5. Digital Service Providers

Drupal is arguably the best CMS around for handling websites with a large pool of users and a high volume of traffic. Digital service providers, such as web-hosts, ISPs, and creative or development service agencies often choose Drupal due to its ongoing stability and high security. Additionally, given its ability to produce websites of very complex structure, it’s very often a fit for growing digital service providers.

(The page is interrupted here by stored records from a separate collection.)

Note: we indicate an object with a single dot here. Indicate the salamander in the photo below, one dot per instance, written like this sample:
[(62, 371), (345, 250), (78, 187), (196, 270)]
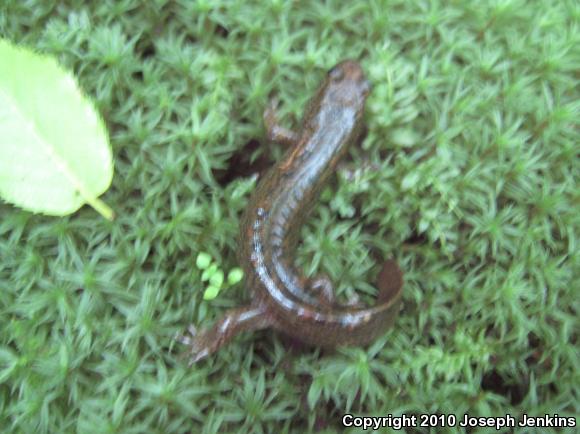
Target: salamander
[(282, 298)]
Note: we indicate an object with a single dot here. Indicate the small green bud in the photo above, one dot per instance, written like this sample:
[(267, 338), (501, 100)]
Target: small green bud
[(203, 260), (211, 292)]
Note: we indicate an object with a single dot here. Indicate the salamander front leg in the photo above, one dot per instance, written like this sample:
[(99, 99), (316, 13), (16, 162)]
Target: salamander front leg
[(274, 131), (202, 344)]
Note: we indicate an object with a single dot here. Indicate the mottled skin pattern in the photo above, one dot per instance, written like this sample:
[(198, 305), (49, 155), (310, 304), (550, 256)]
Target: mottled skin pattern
[(282, 298)]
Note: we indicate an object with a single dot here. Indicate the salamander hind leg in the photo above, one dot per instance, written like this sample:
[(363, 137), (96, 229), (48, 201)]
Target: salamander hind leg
[(322, 288), (205, 342)]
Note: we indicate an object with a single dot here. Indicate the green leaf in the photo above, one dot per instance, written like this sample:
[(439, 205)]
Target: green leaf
[(54, 149)]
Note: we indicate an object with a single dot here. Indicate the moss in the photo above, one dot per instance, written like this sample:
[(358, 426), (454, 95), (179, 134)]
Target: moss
[(473, 124)]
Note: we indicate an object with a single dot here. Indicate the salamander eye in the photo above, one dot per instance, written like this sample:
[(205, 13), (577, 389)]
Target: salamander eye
[(336, 73), (366, 87)]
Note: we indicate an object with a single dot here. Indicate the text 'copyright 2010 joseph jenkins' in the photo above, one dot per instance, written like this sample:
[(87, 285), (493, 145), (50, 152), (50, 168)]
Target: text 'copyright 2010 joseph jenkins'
[(442, 420)]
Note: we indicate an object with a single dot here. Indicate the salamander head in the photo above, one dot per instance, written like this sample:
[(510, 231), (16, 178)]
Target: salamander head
[(346, 85)]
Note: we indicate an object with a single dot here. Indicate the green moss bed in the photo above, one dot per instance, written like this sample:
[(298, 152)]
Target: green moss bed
[(473, 126)]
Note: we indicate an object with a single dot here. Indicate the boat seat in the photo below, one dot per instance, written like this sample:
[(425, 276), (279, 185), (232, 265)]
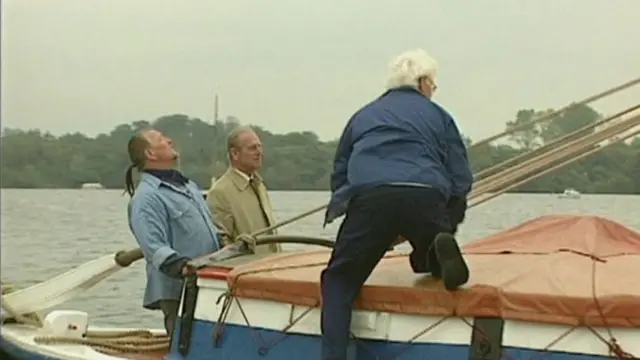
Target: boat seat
[(541, 271)]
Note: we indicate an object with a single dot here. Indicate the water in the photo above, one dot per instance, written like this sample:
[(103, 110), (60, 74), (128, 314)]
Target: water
[(47, 232)]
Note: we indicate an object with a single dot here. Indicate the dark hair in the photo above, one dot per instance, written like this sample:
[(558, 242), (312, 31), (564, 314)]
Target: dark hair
[(136, 148)]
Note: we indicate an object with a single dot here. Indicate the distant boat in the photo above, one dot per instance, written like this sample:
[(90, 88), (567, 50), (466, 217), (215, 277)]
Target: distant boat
[(570, 194), (92, 186)]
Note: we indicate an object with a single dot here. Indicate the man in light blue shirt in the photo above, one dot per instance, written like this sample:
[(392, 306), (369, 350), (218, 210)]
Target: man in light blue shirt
[(168, 217)]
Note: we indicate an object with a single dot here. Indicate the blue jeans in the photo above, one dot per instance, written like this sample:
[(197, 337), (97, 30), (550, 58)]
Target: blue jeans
[(373, 221)]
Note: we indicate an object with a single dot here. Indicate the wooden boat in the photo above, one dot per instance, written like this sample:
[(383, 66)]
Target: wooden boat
[(556, 287)]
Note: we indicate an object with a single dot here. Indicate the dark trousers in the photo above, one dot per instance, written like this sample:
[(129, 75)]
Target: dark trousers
[(170, 311), (373, 221)]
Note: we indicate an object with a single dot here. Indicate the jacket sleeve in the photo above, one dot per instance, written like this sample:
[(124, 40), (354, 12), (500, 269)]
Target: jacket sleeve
[(221, 212), (341, 159), (457, 161), (148, 220)]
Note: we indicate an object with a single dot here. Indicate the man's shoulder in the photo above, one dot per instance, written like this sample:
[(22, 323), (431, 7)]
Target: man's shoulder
[(145, 196)]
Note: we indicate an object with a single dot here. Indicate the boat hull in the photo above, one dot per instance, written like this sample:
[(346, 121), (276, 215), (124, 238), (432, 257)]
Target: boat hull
[(265, 330), (246, 343)]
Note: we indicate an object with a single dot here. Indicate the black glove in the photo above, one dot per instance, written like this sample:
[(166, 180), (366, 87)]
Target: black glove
[(457, 207), (175, 266)]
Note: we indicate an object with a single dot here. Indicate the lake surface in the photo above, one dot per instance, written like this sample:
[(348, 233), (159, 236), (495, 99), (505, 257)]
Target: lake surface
[(47, 232)]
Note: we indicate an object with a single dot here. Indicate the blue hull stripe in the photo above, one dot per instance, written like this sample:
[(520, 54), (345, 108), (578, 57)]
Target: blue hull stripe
[(243, 343)]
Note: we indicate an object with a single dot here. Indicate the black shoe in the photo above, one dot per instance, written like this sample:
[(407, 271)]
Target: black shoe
[(455, 272)]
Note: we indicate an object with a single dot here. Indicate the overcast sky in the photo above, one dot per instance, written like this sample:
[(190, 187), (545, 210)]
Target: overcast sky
[(291, 65)]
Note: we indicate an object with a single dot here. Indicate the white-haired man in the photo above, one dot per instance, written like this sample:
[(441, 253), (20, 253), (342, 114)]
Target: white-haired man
[(400, 166)]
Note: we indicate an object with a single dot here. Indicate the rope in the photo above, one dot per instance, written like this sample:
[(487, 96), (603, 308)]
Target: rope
[(112, 342)]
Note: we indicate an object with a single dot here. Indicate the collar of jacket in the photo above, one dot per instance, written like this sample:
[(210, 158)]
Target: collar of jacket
[(241, 181), (406, 88)]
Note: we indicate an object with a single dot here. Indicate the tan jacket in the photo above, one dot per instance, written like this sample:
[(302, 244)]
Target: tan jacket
[(236, 207)]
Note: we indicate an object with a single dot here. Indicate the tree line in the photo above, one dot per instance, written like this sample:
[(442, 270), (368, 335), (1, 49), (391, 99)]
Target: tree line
[(293, 161)]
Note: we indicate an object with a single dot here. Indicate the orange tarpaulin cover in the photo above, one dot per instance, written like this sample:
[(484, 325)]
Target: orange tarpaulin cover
[(574, 270)]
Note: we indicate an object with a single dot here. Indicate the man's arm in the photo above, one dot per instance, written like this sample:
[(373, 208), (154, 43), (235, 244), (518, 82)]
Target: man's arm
[(457, 162), (222, 215), (461, 175), (148, 220), (341, 159)]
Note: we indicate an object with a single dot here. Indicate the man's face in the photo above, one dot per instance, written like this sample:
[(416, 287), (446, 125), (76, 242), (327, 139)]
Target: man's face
[(160, 147), (247, 154)]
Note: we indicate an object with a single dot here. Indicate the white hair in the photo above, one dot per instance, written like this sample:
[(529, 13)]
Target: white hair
[(405, 69)]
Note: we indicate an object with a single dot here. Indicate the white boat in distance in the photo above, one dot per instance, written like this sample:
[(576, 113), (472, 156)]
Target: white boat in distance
[(556, 287), (570, 194)]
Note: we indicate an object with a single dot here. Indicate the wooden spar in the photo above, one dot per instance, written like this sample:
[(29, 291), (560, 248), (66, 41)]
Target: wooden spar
[(558, 112), (555, 143), (488, 196), (572, 149)]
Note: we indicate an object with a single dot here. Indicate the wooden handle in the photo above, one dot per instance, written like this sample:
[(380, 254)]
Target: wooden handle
[(125, 258)]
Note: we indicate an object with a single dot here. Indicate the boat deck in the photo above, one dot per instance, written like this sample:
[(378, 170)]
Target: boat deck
[(547, 270), (155, 355)]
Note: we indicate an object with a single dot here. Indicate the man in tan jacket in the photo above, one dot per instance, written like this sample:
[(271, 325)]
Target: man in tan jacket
[(238, 199)]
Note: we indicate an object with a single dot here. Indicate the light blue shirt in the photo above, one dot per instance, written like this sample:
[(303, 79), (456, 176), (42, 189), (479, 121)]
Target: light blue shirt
[(169, 220)]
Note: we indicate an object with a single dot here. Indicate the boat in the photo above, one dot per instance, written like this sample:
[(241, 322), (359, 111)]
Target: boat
[(92, 186), (570, 194), (556, 287)]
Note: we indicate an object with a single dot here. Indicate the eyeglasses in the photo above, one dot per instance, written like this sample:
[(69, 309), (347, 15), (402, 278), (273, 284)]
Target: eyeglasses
[(433, 85)]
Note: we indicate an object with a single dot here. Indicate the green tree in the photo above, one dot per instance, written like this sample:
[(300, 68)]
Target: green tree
[(293, 161)]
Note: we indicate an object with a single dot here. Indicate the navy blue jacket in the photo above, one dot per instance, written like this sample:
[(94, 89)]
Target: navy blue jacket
[(401, 137)]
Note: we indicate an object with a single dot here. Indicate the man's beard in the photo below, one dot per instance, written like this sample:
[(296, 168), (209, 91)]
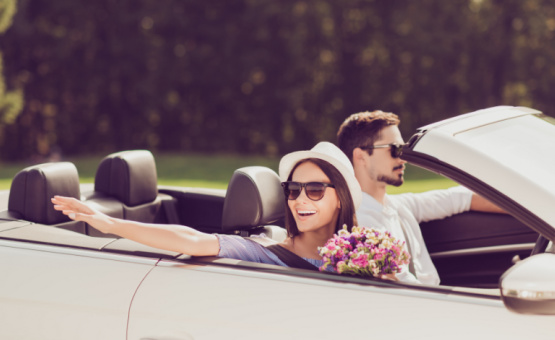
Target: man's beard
[(391, 180)]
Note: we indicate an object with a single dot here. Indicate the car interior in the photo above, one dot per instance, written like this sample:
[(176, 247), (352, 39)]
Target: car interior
[(469, 250)]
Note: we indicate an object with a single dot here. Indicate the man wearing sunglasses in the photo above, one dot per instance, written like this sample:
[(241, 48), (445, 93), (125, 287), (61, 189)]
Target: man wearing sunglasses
[(374, 144)]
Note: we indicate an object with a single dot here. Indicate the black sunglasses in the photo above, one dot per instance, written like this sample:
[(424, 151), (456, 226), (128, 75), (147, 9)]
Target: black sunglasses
[(314, 190), (396, 148)]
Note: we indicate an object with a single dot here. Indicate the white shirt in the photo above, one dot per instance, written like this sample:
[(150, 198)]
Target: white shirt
[(401, 215)]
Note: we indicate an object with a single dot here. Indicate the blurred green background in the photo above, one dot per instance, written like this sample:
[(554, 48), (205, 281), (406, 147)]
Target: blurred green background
[(209, 86), (256, 77), (215, 171)]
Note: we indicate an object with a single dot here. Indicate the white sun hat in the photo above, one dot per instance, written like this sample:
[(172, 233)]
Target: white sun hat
[(330, 153)]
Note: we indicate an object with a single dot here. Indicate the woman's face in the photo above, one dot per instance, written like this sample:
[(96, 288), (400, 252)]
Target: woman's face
[(312, 216)]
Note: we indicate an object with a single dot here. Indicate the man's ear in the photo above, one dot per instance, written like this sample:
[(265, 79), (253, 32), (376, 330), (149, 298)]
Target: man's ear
[(358, 154)]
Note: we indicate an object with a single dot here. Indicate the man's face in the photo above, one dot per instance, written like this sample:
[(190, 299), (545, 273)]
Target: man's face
[(382, 166)]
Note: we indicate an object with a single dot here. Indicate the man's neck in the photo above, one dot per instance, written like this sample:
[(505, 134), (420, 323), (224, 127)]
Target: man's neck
[(376, 190)]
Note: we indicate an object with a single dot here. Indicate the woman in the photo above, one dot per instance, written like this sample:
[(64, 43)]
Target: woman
[(322, 195)]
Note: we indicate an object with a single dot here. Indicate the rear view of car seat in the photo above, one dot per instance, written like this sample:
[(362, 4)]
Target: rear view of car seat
[(33, 187), (254, 203), (130, 178)]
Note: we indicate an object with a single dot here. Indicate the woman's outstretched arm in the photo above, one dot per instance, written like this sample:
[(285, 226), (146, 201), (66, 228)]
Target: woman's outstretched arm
[(175, 238)]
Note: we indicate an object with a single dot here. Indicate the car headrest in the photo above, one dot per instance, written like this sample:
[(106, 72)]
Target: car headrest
[(254, 197), (33, 187), (129, 176)]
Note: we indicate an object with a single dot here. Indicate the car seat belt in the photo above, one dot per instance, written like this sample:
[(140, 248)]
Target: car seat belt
[(289, 258)]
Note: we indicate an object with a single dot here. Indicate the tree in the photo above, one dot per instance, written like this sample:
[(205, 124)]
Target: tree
[(11, 102)]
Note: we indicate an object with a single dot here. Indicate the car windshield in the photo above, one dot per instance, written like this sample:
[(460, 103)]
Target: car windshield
[(524, 144)]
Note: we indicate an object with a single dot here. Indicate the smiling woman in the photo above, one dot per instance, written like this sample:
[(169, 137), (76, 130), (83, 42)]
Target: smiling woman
[(311, 222)]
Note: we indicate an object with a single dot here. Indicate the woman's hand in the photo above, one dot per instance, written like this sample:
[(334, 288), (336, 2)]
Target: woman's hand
[(175, 238), (79, 211)]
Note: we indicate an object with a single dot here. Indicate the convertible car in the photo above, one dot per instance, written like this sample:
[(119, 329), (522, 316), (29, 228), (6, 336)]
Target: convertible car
[(63, 279)]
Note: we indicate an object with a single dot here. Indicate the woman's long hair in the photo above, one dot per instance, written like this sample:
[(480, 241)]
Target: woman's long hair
[(347, 212)]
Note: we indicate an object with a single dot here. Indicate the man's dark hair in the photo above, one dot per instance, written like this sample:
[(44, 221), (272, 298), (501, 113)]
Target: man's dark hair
[(363, 129)]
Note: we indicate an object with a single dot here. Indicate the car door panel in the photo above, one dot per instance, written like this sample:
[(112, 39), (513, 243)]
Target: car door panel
[(474, 248), (63, 293)]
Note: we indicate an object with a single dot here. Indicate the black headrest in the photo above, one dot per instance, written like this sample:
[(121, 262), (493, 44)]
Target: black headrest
[(129, 176), (33, 187), (254, 197)]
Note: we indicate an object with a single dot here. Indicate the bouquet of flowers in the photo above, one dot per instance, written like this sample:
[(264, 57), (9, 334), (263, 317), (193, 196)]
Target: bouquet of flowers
[(363, 252)]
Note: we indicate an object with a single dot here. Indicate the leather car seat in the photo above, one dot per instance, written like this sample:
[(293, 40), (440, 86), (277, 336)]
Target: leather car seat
[(254, 203), (130, 178), (33, 187)]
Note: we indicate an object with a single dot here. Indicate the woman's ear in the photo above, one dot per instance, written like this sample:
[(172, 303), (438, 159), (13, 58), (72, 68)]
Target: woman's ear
[(358, 155)]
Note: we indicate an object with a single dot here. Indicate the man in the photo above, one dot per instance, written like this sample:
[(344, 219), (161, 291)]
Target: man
[(373, 143)]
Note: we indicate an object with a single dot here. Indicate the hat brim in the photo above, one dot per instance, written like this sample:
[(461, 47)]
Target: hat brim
[(290, 160)]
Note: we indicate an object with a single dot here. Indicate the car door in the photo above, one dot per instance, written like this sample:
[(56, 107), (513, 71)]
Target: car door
[(224, 299), (52, 292)]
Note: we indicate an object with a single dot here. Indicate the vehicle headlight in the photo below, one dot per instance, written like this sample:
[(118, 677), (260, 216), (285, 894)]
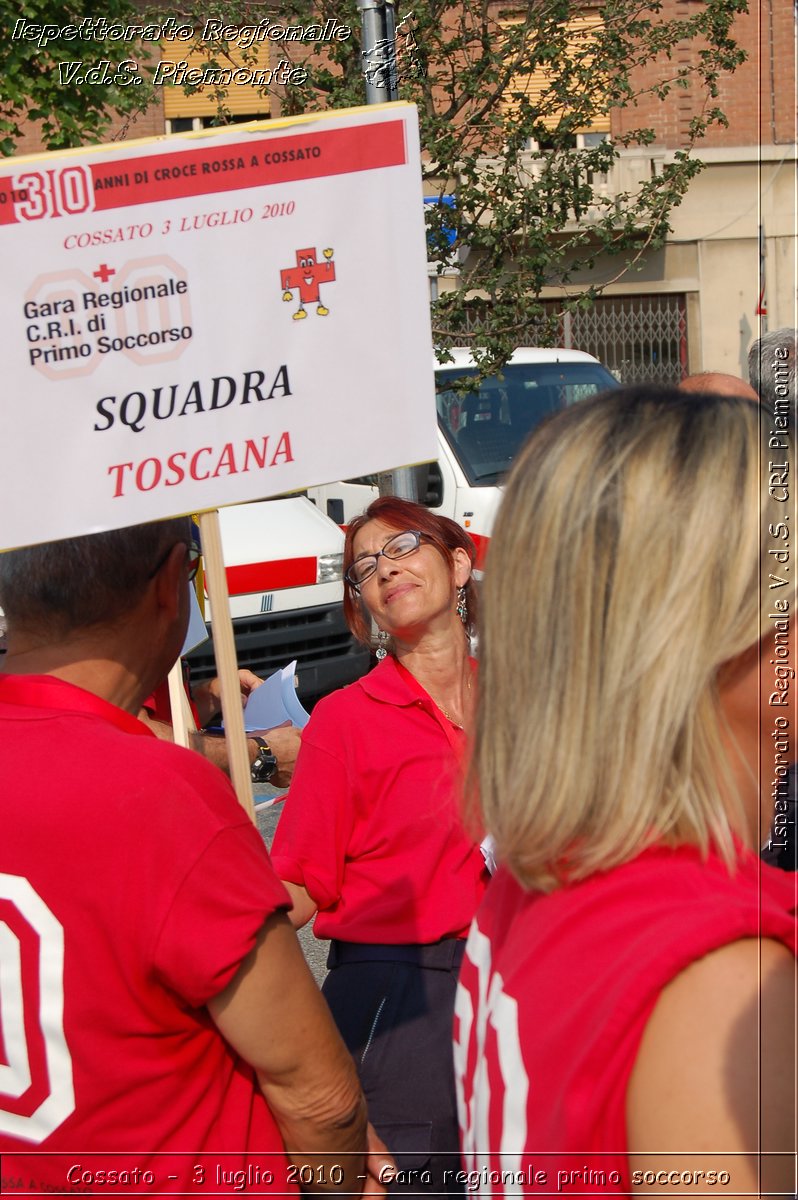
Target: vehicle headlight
[(330, 568)]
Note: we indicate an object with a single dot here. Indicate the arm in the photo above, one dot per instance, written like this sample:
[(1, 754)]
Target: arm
[(283, 742), (208, 696), (714, 1074), (274, 1015), (304, 907)]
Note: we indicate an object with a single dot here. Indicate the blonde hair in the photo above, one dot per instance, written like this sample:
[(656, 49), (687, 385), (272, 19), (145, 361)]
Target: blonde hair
[(623, 573)]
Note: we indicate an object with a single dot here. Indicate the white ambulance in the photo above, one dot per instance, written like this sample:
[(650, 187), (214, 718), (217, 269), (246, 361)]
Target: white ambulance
[(479, 435), (283, 562)]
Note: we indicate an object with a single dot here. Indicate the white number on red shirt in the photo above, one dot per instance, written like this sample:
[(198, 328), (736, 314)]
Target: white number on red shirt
[(491, 1081), (35, 921)]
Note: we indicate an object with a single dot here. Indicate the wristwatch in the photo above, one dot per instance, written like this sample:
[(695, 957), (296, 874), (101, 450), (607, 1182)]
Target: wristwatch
[(265, 765)]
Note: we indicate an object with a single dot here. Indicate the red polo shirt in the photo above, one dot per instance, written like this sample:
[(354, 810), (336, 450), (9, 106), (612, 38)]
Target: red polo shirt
[(371, 826), (132, 886)]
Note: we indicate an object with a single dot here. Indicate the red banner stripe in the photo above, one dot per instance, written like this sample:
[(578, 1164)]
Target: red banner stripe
[(285, 573), (256, 161), (481, 544)]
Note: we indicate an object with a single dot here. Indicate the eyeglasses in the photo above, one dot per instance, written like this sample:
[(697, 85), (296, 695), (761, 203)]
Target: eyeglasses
[(192, 557), (399, 546)]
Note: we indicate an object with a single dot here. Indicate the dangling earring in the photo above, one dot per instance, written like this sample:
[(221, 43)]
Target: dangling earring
[(461, 607)]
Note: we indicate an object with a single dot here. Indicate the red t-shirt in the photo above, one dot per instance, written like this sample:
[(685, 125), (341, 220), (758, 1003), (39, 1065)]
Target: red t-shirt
[(555, 994), (371, 826), (132, 885)]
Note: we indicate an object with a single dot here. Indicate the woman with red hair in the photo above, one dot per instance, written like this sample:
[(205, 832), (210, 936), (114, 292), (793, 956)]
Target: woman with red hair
[(371, 838)]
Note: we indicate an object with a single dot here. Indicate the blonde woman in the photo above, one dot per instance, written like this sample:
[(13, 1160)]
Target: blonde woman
[(625, 1015)]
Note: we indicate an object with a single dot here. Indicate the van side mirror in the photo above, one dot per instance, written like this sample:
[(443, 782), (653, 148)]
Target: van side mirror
[(335, 510), (430, 485)]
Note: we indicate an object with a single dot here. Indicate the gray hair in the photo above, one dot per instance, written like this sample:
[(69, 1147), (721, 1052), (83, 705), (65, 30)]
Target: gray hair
[(772, 370), (624, 571), (63, 586)]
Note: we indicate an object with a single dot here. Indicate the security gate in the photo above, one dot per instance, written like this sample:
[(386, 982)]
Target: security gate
[(641, 339)]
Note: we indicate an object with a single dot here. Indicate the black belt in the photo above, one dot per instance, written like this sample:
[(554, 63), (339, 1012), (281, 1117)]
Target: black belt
[(442, 955)]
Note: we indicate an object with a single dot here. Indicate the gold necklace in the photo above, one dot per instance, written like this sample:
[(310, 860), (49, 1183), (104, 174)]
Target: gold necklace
[(457, 725)]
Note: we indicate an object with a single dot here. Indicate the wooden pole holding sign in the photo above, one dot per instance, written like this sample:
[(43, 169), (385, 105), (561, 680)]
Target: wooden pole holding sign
[(226, 659), (183, 721)]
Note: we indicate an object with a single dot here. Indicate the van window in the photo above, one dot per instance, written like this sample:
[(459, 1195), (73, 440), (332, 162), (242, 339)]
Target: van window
[(487, 425)]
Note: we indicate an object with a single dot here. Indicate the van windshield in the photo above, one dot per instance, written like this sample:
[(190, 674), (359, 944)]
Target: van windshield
[(486, 427)]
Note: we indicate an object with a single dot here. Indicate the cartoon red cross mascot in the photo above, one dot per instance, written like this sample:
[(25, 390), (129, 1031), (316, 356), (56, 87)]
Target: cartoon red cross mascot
[(307, 276)]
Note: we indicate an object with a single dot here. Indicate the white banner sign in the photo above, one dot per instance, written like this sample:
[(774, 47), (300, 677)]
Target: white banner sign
[(201, 321)]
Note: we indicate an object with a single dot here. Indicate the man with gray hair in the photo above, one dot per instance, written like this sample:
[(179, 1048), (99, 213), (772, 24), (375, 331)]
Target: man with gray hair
[(160, 1020), (772, 371)]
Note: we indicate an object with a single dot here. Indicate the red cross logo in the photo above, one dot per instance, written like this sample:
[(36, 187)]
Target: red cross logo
[(307, 276)]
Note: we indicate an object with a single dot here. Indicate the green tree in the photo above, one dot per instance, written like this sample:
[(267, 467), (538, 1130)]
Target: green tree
[(520, 219), (525, 219)]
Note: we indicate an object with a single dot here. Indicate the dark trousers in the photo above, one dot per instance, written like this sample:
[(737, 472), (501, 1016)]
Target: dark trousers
[(395, 1007)]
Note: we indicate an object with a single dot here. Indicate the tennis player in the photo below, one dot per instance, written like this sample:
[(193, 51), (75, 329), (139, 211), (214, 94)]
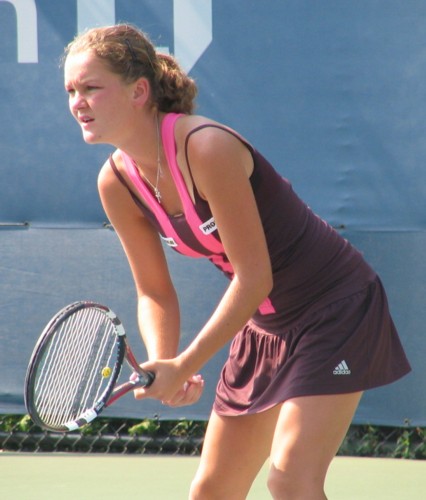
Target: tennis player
[(307, 316)]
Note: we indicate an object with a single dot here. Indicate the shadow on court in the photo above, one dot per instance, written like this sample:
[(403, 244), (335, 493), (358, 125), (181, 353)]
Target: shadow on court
[(61, 476)]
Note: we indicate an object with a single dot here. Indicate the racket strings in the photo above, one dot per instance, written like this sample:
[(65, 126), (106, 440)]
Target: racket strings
[(70, 376)]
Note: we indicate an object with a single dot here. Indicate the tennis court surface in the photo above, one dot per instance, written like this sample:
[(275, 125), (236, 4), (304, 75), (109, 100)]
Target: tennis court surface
[(62, 476)]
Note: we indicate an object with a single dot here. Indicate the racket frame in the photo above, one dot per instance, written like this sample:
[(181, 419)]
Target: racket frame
[(111, 393)]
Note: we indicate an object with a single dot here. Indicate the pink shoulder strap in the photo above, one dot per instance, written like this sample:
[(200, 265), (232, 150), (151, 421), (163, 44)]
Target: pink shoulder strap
[(199, 228)]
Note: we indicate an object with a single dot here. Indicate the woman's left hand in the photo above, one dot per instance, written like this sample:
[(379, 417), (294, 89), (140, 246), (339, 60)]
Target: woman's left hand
[(168, 386)]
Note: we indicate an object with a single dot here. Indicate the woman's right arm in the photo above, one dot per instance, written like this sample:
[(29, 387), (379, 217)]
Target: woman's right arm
[(158, 308)]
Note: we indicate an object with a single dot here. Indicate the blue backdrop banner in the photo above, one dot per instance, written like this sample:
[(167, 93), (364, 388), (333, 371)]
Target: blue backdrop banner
[(331, 92)]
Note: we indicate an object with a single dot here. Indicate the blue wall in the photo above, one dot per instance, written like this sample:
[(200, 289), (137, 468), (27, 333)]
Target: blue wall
[(332, 92)]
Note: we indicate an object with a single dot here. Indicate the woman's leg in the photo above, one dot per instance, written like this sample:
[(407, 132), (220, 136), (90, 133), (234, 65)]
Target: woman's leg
[(234, 450), (307, 437)]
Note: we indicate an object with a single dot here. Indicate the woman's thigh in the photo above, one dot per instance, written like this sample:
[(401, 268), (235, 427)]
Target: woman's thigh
[(308, 435), (234, 450)]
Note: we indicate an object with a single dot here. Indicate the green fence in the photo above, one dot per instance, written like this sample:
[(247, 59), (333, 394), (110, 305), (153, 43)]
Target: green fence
[(183, 437)]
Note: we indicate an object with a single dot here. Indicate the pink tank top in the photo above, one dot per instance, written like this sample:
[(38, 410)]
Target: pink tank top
[(202, 229)]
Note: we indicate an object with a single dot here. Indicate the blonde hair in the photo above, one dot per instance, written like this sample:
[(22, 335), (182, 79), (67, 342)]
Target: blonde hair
[(129, 53)]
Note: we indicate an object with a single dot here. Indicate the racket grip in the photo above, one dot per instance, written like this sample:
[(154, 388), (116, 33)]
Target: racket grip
[(143, 378)]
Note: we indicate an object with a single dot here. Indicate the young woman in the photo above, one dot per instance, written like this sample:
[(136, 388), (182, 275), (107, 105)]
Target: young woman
[(307, 316)]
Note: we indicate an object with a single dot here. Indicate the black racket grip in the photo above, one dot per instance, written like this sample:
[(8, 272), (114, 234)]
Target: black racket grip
[(144, 378)]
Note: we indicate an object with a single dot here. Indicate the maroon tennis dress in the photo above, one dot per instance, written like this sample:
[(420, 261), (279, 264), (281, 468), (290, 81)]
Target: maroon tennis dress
[(325, 327)]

6. Internal Company Websites

Drupal is used by many companies for their internal websites, available only to employees and partners. One of the main reasons for this is the unparalleled security of the framework, but additionally the powerful user roles and permissions allow institutions to create solid, efficient internal websites for their employees.

7. Community Websites

Many community websites use Drupal for its innate user management functionality. Drupal provides far more functionality in the realm of user management than its competing CMS counterparts. Coupled with the wide range of contributed modules for community websites available on drupal.org, it only makes sense to seriously consider Drupal as an option for a high traffic community site.

8. Support Websites

Given its ability to handle high volumes of traffic and complex site structure, Drupal makes for a perfect support platform in a variety of ways. The CMS is prized in this area for its flexible access roles and privileges, which allows for a large number of contributors to add to the website in different ways. Drupal can make for a stunning support platform, which can handle features such as forums, a knowledge base, and support tickets. Its ability to handle varying content types and user privileges means that large support and customer service sites often make use of this powerful platform.

9. Educational Websites

Many educational websites, particularly those in the field of higher education, such as colleges and universities, make use of Drupal for its open-source ecosystem and solid security. It also proves critically useful in terms of assigning varying access privileges to a large number of registered users. Other prized bonuses of the CMS for educational websites include its ability to handle high traffic and many users simultaneously.

10. Governmental Websites

Some of the world’s largest government websites are powered by Drupal, and rightly so. The CMS boasts what is possibly the most air-tight security that can be found in a CMS today, which is one of the reasons it makes for the perfect choice for any type of governmental website. 


Drupal is arguably the most powerful content management system available today. For good reason, some of the world’s largest and highest traffic websites use Drupal to power their websites. As of 2017, the platform is still going strong, and with each release continues to outdo itself in terms of feature availability, functionality, integration, and security. And that’s a wrap!